From the Clinical Research Centers

Developmentally Delimited Emergence of More Orderly Luteinizing Hormone and Testosterone Secretion during Late Prepuberty in Boys1

J. D. Veldhuis, S. M. Pincus2, R. Mitamura, K. Yano, N. Suzuki, Y. Ito, Y. Makita and A. Okuno

Division of Endocrinology, Department of Internal Medicine, General Clinical Research Center, University of Virginia School of Medicine (J.D.V.), Charlottesville, Virginia 22908-0202; and Department of Pediatrics, Asahikawa Medical College (R.M., K.Y., N.S., Y.I., Y.M., A.O.), Asahikawa 078-8510, Japan

Address all correspondence and requests for reprints to: Dr. J. D. Veldhuis, Division of Endocrinology, Department of Internal Medicine, P.O. Box 800202, University of Virginia School of Medicine, Charlottesville, Virginia 22908-0202. E-mail: jdv{at}virginia.edu

To quantitate changing feedback control in the GnRH-LH/FSH-testosterone axis in male puberty, we here quantitate the orderliness of hormone release patterns using the regularity (pattern-sensitive) statistic, approximate entropy (ApEn), in 46 eugonadal boys representing 6 genitally defined stages of normal puberty.
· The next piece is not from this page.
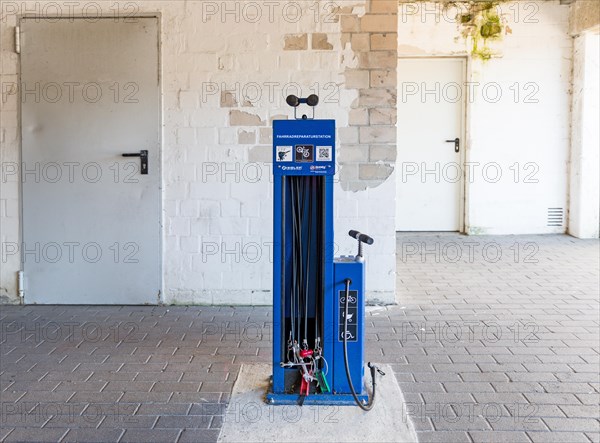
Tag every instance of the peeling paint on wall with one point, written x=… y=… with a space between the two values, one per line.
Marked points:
x=372 y=40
ApEn is a single variable, model-free, and scale-independent barometer of coordinate signaling or integrative regulation within a coupled neuroendocrine axis. Accordingly, we quantitated ApEn of LH profiles obtained by immunofluorometric assay of sera sampled every 20 min for 24 h. LH ApEn declined remarkably between early prepuberty (genital stage I-A: mean bone age, 4.6 ± 1.6 yr; testis volume, <3 mL for at least 3 succeeding yr) and late prepuberty (genital stage I-C: bone age, 8.7 ± 1.8 yr; testis volume, <3 mL for up to 1 yr thereafter; P = 0.00019), which indicates the acquisition of more regular LH release patterns in late prepuberty. Maximal LH orderliness occurred in puberty stage II (bone age, 10.7 ± 1.0 yr; testis volume, 2.8 ± 0.4 mL). The LH secretory process was more disorderly in mid- and later puberty (Tanner stages III and IV). Transpubertal variations in testosterone ApEn manifested a similar tempo, i.e. the greatest regularity of testosterone secretion (lowest ApEn) emerged in Tanner genital stage II (P < 10-7), with less orderly patterns evident both earlier and later in sexual development. In contrast, FSH ApEn values remained invariant of pubertal status. Analysis of bihormonal coupling using the theoretically related bivariate cross-ApEn statistic disclosed maximal 2-hormone synchrony for LH and testosterone secretion in genital stage II (P = 0.031), with relative deterioration of coordinate LH and testosterone release patterns both before and after. LH and FSH release became maximally synchronous at the end of prepuberty (genital stage I-C; P = 0.029), and FSH and testosterone synchrony peaked in pubertal stage III (P = 0.037). As mean 24-h serum concentrations of LH, FSH, and testosterone rose transpubertally by 35-fold (LH), 68-fold (FSH), and 70-fold (testosterone), respectively, we infer that pubertal developmental stage per se rather than level of hormone output dictates coordinate GnRH-LH/FSH-testosterone secretion.

In summary, in eugonadal boys, the regularity of 24-h LH and testosterone secretory patterns undergoes well defined pubertal stage-specific control. No sexually developmentally delimited regulation is inferable for FSH. The concept of temporally biphasic puberty-dependent variations in neurohormone secretory regularity contrasts with the unidirectional rise in daily hormone output. Accordingly, we infer that late prepuberty and early puberty (Tanner genital stages IC and II) embody a physiologically unique sexual developmental window, marked by transiently enhanced LH and testosterone feedback stability in boys. Whether analogous plasticity of hypothalamo-pituitary-gonadal interactions unfolds during female adolescence is not known.